This past weekend, insurance commissioners and their staff, along with insurance companies, brokers, other industry representatives, and a few intrepid consumer representatives gathered at the Spring meeting of the National Association of Insurance Commissioners (NAIC) in Houston. While the meeting did not hold as may controversies as in the past, there were discussions on a few important topics that give us an idea of what insurance departments are thinking about as we near open enrollment and full implementation of the ACA.
The Consumer Information working group has turned their attention to developing materials for insurance departments’ use in working with consumers on questions and complaints. Through a collaborative project with consumers, insurers, and regulators, that committee compiled a list of likely questions from consumers and is working on drafting responses. The goal is to finalize this information by July.
The NAIC is also starting to look at their role in overseeing the insurance market as the ACA rolls out. One of the most important jobs of state insurance departments is to conduct oversight of health insurers and make sure they comply with the law. But right now, most insurance departments don’t have the processes and structures in place to collect data (e.g. consumer complaints), track and analyze the data, and conduct audits for ACA-specific reforms. A small working group at NAIC will attempt to develop a market oversight framework that DOIs can implement in their own states.

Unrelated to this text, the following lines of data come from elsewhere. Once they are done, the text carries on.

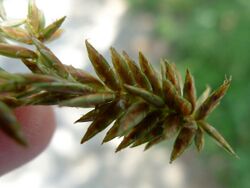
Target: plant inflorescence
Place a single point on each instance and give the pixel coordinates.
(145, 107)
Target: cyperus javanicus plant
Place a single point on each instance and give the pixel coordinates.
(145, 108)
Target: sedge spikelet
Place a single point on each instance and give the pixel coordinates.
(146, 107)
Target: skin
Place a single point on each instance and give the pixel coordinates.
(38, 125)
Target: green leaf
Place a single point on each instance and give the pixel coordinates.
(16, 34)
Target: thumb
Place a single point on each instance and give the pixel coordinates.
(38, 124)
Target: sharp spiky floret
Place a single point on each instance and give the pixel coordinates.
(146, 108)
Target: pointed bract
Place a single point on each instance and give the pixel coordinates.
(134, 115)
(146, 95)
(183, 140)
(10, 126)
(104, 119)
(140, 78)
(212, 101)
(211, 131)
(51, 29)
(102, 68)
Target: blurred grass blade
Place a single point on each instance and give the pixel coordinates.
(51, 29)
(212, 101)
(189, 90)
(140, 78)
(121, 67)
(148, 70)
(211, 131)
(89, 100)
(35, 17)
(16, 51)
(146, 95)
(103, 120)
(199, 139)
(183, 140)
(134, 115)
(168, 72)
(10, 126)
(16, 34)
(102, 68)
(13, 23)
(2, 11)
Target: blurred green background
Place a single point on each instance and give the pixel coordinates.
(212, 38)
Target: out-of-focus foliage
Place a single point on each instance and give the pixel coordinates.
(212, 38)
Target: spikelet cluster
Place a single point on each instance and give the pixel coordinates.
(142, 106)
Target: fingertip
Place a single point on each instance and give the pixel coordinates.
(38, 125)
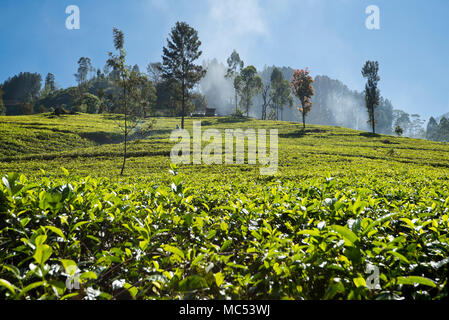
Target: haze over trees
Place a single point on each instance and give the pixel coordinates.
(248, 84)
(372, 95)
(97, 91)
(235, 66)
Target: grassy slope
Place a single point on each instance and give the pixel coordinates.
(87, 144)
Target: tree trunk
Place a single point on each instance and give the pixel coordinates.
(183, 104)
(126, 130)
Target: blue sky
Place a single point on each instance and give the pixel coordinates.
(328, 36)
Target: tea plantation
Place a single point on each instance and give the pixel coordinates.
(348, 215)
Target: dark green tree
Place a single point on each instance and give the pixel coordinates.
(302, 86)
(248, 84)
(131, 98)
(84, 68)
(432, 129)
(235, 66)
(398, 130)
(2, 106)
(280, 92)
(50, 83)
(372, 94)
(178, 60)
(154, 70)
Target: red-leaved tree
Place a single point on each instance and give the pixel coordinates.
(301, 84)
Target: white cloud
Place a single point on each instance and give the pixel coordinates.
(231, 24)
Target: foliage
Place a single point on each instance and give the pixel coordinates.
(135, 96)
(280, 92)
(302, 87)
(235, 66)
(178, 60)
(20, 89)
(372, 95)
(310, 239)
(223, 231)
(248, 84)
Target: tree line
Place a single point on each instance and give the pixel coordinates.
(170, 88)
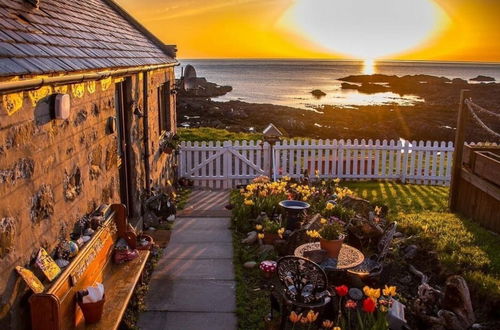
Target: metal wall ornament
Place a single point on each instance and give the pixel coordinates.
(78, 90)
(38, 94)
(91, 87)
(106, 83)
(12, 102)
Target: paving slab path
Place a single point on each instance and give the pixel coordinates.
(193, 286)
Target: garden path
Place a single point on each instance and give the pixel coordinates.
(193, 286)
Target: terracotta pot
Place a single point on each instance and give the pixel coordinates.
(270, 238)
(332, 247)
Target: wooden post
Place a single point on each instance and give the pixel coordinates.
(459, 148)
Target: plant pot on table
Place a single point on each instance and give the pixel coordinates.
(332, 247)
(270, 238)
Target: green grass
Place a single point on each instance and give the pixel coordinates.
(214, 134)
(461, 246)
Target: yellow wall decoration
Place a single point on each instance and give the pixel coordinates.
(91, 87)
(38, 94)
(78, 90)
(105, 83)
(12, 102)
(61, 89)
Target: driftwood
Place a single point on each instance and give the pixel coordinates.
(454, 307)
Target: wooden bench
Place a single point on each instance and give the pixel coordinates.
(57, 308)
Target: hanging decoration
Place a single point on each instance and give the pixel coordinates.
(12, 102)
(105, 83)
(38, 94)
(78, 90)
(91, 86)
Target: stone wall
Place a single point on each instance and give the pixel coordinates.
(53, 172)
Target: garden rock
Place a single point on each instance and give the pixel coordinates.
(250, 264)
(251, 238)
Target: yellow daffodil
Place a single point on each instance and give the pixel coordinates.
(294, 317)
(311, 316)
(389, 291)
(327, 324)
(372, 293)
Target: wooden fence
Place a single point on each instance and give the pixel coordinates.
(218, 164)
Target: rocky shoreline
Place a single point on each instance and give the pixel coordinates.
(434, 119)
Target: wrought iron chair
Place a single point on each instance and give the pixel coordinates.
(303, 285)
(373, 266)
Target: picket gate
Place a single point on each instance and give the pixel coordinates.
(217, 164)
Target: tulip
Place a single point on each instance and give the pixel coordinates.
(369, 305)
(294, 317)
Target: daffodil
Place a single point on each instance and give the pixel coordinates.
(294, 317)
(389, 291)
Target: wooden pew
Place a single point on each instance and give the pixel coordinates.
(57, 308)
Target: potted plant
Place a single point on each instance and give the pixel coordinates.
(270, 230)
(331, 236)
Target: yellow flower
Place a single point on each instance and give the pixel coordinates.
(294, 317)
(311, 316)
(389, 291)
(327, 324)
(372, 293)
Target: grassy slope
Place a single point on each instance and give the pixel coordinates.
(462, 246)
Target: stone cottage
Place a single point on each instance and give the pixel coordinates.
(85, 95)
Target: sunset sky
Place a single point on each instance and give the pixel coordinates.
(451, 30)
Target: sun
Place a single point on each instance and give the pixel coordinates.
(366, 29)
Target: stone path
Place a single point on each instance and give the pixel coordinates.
(193, 286)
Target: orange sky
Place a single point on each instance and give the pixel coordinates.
(462, 30)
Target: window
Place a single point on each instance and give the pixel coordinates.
(164, 107)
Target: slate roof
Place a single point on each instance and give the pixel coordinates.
(73, 35)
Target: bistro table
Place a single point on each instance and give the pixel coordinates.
(349, 257)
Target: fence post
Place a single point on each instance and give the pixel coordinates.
(459, 147)
(227, 164)
(404, 167)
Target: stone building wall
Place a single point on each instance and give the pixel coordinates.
(53, 172)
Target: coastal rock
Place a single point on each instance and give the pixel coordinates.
(482, 78)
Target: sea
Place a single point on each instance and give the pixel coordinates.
(290, 82)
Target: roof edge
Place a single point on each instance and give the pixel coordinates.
(169, 50)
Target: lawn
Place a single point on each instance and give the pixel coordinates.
(453, 244)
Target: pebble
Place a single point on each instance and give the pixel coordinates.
(250, 264)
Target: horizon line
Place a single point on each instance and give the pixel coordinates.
(332, 60)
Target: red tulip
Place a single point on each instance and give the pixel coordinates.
(342, 290)
(369, 305)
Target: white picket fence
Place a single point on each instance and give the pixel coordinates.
(218, 164)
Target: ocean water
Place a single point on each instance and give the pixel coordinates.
(289, 82)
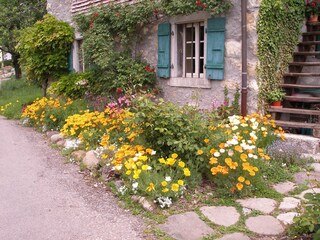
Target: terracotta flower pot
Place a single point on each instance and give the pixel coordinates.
(276, 104)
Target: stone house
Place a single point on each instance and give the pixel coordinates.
(191, 70)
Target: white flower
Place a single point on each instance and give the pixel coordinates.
(216, 154)
(168, 179)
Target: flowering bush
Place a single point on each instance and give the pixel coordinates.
(162, 178)
(49, 113)
(72, 85)
(235, 161)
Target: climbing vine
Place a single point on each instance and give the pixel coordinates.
(109, 31)
(279, 26)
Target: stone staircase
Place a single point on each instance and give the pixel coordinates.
(301, 106)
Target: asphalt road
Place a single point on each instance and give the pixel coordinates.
(41, 197)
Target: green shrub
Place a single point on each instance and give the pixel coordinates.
(15, 95)
(123, 74)
(73, 85)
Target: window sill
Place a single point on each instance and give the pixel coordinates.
(189, 82)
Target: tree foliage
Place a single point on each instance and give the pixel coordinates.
(15, 15)
(44, 49)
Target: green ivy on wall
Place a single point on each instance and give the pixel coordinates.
(278, 28)
(108, 32)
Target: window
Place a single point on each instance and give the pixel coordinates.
(191, 50)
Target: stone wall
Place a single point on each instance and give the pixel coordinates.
(146, 45)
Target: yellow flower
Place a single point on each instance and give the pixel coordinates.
(212, 150)
(239, 186)
(175, 187)
(186, 172)
(241, 179)
(213, 160)
(151, 187)
(174, 155)
(144, 167)
(180, 182)
(199, 152)
(164, 183)
(181, 164)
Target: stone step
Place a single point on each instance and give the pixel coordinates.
(292, 124)
(302, 99)
(294, 111)
(289, 85)
(305, 144)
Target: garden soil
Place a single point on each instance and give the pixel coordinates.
(41, 197)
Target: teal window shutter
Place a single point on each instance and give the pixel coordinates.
(164, 39)
(70, 61)
(215, 48)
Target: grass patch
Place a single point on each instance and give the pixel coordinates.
(14, 95)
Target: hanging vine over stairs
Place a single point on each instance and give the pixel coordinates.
(301, 106)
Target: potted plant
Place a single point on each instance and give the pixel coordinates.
(276, 96)
(312, 10)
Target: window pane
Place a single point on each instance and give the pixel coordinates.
(190, 34)
(201, 49)
(201, 33)
(201, 65)
(190, 66)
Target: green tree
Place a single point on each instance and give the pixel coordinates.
(44, 49)
(15, 15)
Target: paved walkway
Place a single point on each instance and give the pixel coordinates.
(43, 198)
(268, 222)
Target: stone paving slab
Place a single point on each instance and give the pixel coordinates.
(287, 218)
(284, 187)
(235, 236)
(186, 226)
(266, 225)
(264, 205)
(302, 177)
(316, 167)
(225, 216)
(289, 203)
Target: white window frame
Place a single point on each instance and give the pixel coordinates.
(197, 50)
(187, 81)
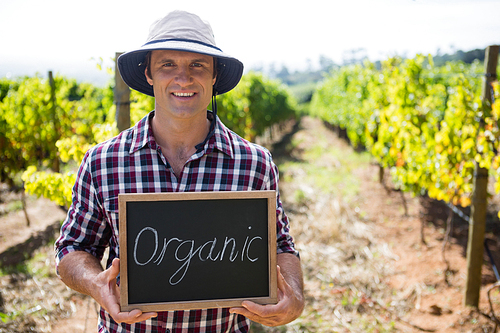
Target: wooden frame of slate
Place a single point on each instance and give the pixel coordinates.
(197, 250)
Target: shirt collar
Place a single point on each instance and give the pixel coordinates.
(217, 138)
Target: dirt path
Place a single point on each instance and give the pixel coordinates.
(365, 267)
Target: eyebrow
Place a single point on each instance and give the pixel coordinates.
(163, 60)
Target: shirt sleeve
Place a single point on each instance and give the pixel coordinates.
(85, 228)
(285, 242)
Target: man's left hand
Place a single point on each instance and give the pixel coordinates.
(289, 307)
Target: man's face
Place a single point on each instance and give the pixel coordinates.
(182, 82)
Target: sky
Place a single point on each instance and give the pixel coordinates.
(70, 36)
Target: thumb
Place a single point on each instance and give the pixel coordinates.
(114, 269)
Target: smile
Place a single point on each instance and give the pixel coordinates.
(183, 94)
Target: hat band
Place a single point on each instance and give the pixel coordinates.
(182, 40)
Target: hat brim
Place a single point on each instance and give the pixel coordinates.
(131, 65)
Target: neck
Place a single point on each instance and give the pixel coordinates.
(179, 134)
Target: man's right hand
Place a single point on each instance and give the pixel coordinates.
(107, 294)
(82, 272)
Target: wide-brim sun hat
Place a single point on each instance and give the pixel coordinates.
(179, 31)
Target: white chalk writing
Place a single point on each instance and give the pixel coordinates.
(186, 250)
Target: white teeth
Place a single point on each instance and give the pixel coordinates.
(183, 94)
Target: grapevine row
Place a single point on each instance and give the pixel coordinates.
(426, 123)
(43, 124)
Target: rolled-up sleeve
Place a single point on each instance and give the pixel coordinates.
(85, 228)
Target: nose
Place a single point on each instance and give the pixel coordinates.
(183, 76)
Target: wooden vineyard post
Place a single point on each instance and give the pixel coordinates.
(122, 99)
(55, 120)
(477, 224)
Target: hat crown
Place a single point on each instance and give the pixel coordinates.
(180, 25)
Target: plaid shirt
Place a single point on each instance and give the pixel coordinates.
(132, 162)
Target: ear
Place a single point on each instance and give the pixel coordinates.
(149, 79)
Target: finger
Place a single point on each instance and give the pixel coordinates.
(133, 316)
(282, 284)
(114, 269)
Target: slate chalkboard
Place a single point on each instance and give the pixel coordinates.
(193, 250)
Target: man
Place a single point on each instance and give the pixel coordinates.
(178, 147)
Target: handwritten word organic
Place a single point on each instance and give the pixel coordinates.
(185, 250)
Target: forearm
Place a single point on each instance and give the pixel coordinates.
(78, 270)
(292, 272)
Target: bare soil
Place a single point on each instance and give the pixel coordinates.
(366, 267)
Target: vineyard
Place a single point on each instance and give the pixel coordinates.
(430, 128)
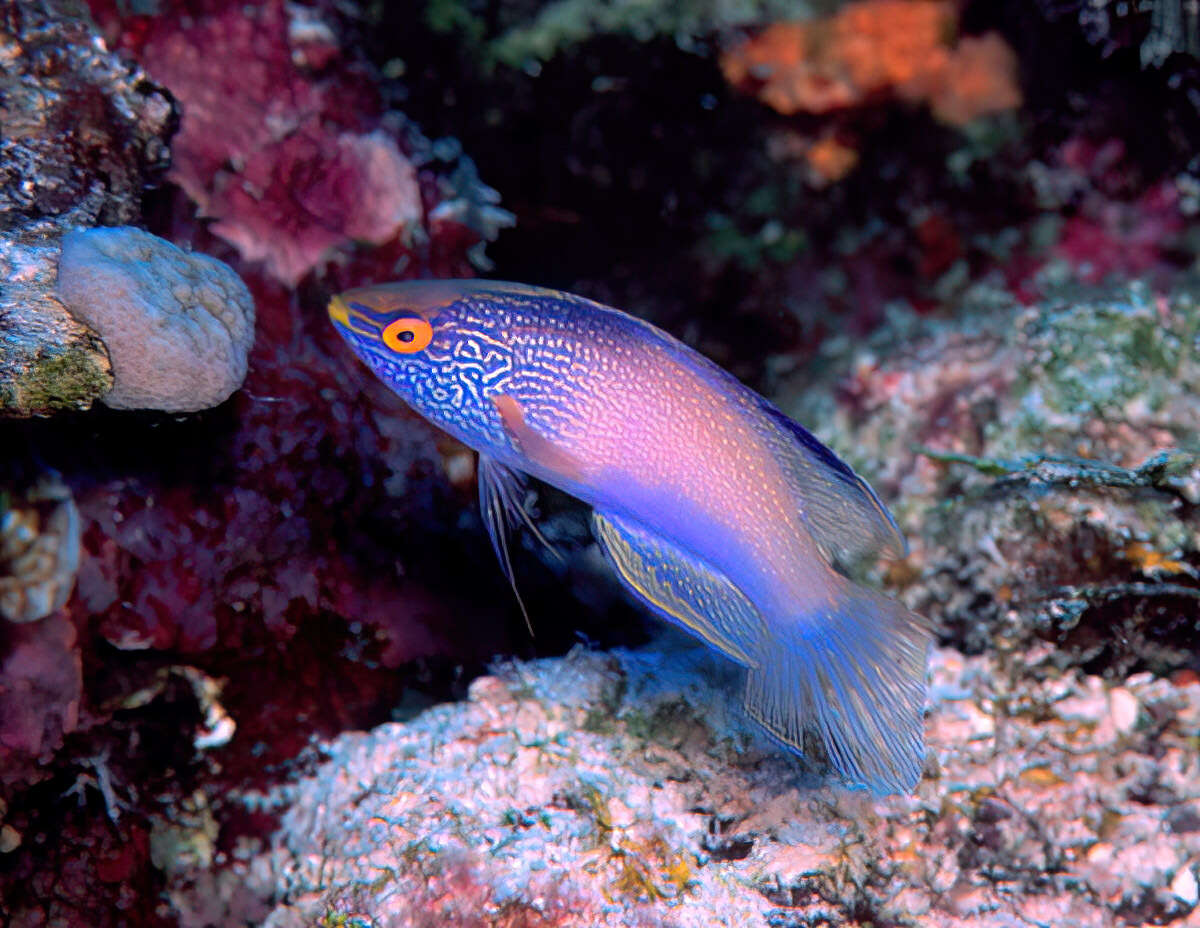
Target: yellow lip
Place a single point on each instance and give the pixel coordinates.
(340, 312)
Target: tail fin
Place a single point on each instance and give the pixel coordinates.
(855, 674)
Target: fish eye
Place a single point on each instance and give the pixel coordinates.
(407, 335)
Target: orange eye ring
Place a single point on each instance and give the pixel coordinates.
(407, 335)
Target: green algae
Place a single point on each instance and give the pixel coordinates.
(71, 378)
(527, 36)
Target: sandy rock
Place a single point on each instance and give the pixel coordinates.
(179, 327)
(84, 136)
(582, 812)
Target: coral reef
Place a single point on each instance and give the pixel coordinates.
(178, 327)
(871, 49)
(84, 133)
(39, 550)
(41, 689)
(619, 790)
(1047, 465)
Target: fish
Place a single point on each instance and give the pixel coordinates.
(715, 509)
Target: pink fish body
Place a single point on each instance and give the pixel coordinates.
(715, 509)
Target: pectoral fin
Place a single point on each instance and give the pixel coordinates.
(532, 444)
(502, 504)
(681, 587)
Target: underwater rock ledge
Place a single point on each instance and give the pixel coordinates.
(619, 790)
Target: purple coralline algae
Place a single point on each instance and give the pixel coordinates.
(84, 133)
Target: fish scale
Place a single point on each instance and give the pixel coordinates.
(717, 512)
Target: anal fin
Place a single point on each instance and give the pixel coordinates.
(681, 587)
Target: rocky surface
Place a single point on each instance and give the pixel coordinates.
(84, 135)
(178, 327)
(622, 789)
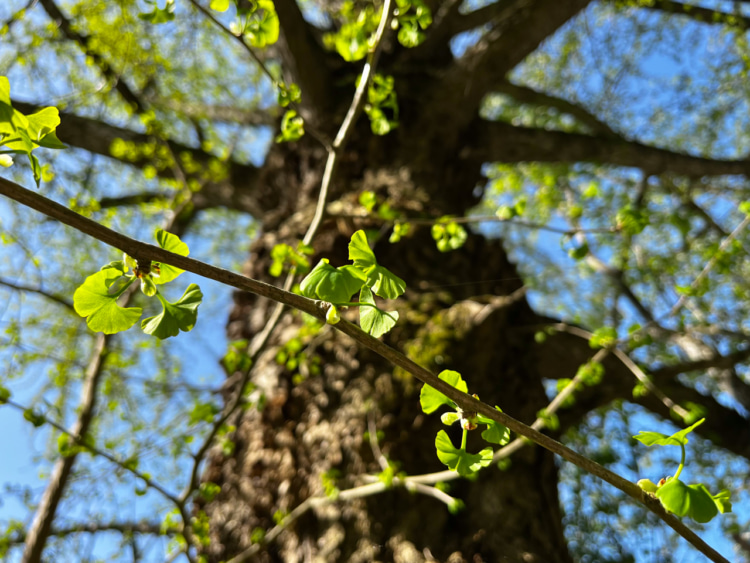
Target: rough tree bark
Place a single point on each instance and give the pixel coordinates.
(429, 166)
(310, 427)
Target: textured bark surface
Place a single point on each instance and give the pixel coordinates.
(314, 425)
(310, 427)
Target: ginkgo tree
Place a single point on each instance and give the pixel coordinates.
(423, 187)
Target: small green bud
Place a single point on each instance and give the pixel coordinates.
(332, 316)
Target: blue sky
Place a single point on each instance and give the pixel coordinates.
(201, 350)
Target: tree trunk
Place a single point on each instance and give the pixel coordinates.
(312, 424)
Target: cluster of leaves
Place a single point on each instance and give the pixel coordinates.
(292, 127)
(366, 276)
(381, 96)
(695, 500)
(257, 21)
(21, 134)
(448, 234)
(352, 40)
(158, 15)
(412, 18)
(96, 299)
(458, 459)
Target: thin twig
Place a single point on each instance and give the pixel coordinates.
(318, 309)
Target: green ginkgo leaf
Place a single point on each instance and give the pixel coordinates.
(172, 243)
(721, 499)
(93, 301)
(430, 399)
(220, 5)
(263, 26)
(335, 285)
(659, 439)
(360, 252)
(688, 500)
(460, 461)
(175, 317)
(42, 123)
(383, 282)
(374, 321)
(495, 433)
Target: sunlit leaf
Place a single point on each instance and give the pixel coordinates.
(175, 317)
(430, 399)
(374, 321)
(93, 300)
(460, 461)
(335, 285)
(172, 243)
(659, 439)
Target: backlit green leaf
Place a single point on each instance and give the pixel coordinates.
(175, 317)
(93, 300)
(383, 282)
(374, 321)
(430, 399)
(659, 439)
(220, 5)
(460, 461)
(172, 243)
(688, 500)
(495, 433)
(335, 285)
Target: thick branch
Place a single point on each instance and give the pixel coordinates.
(304, 59)
(141, 251)
(511, 39)
(703, 15)
(528, 95)
(501, 142)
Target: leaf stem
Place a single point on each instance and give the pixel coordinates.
(682, 462)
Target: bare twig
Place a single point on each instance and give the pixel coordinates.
(317, 309)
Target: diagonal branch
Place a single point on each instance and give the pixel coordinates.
(304, 58)
(141, 251)
(114, 78)
(501, 142)
(563, 352)
(698, 13)
(41, 526)
(528, 95)
(511, 39)
(151, 528)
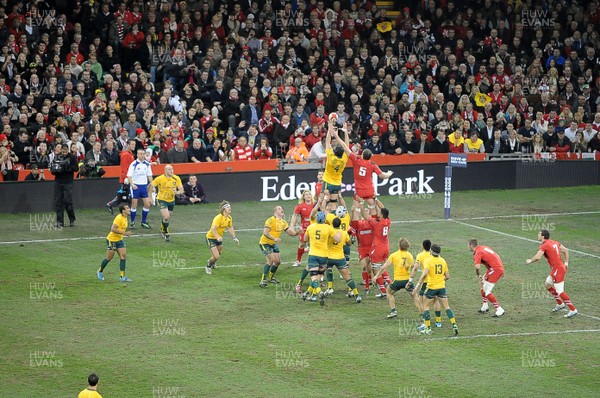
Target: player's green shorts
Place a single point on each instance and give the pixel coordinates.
(347, 252)
(339, 263)
(316, 262)
(331, 188)
(213, 242)
(115, 245)
(166, 205)
(432, 293)
(268, 249)
(397, 285)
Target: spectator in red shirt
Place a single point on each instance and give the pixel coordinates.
(263, 150)
(562, 143)
(242, 150)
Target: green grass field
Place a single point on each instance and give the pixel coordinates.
(178, 332)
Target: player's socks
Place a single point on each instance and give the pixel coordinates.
(266, 269)
(303, 276)
(380, 284)
(386, 278)
(427, 318)
(103, 265)
(122, 265)
(315, 286)
(299, 254)
(352, 286)
(554, 293)
(567, 300)
(451, 316)
(366, 279)
(144, 214)
(492, 299)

Finally, discussion at a number of working groups turned back to the role of Navigators. As we have discussed in this blog, Navigators play a critical role in providing unbiased information about health plan options to consumers and in working with people through the application and enrollment process. Exchanges must train and certify Navigators to ensure they are capable of performing these duties. A recent proposed rule clearly outlines the differences between Navigators and brokers.
However, the broker community continues to pursue further regulation of Navigators at the state level, some of which could have a chilling effect on the number of community-based organizations that apply to be Navigators. For instance, many argue that Navigators should be required to be licensed or carry errors and omissions coverage to practice in a state.
A number of consumer representatives responded to the broker arguments, arguing that while it is true that Navigators must be trained and certified, additional state requirements could be duplicative or overly onerous. Navigators already must pass an exam and undergo extensive training. The consumer representatives underscored the need for unbiased help with the numerous options available in the ACA and, with millions newly eligible for coverage, there will be more than enough work for everyone to have a role. Unfortunately, not all of the commissioners are yet on board with the consumers’ perspective.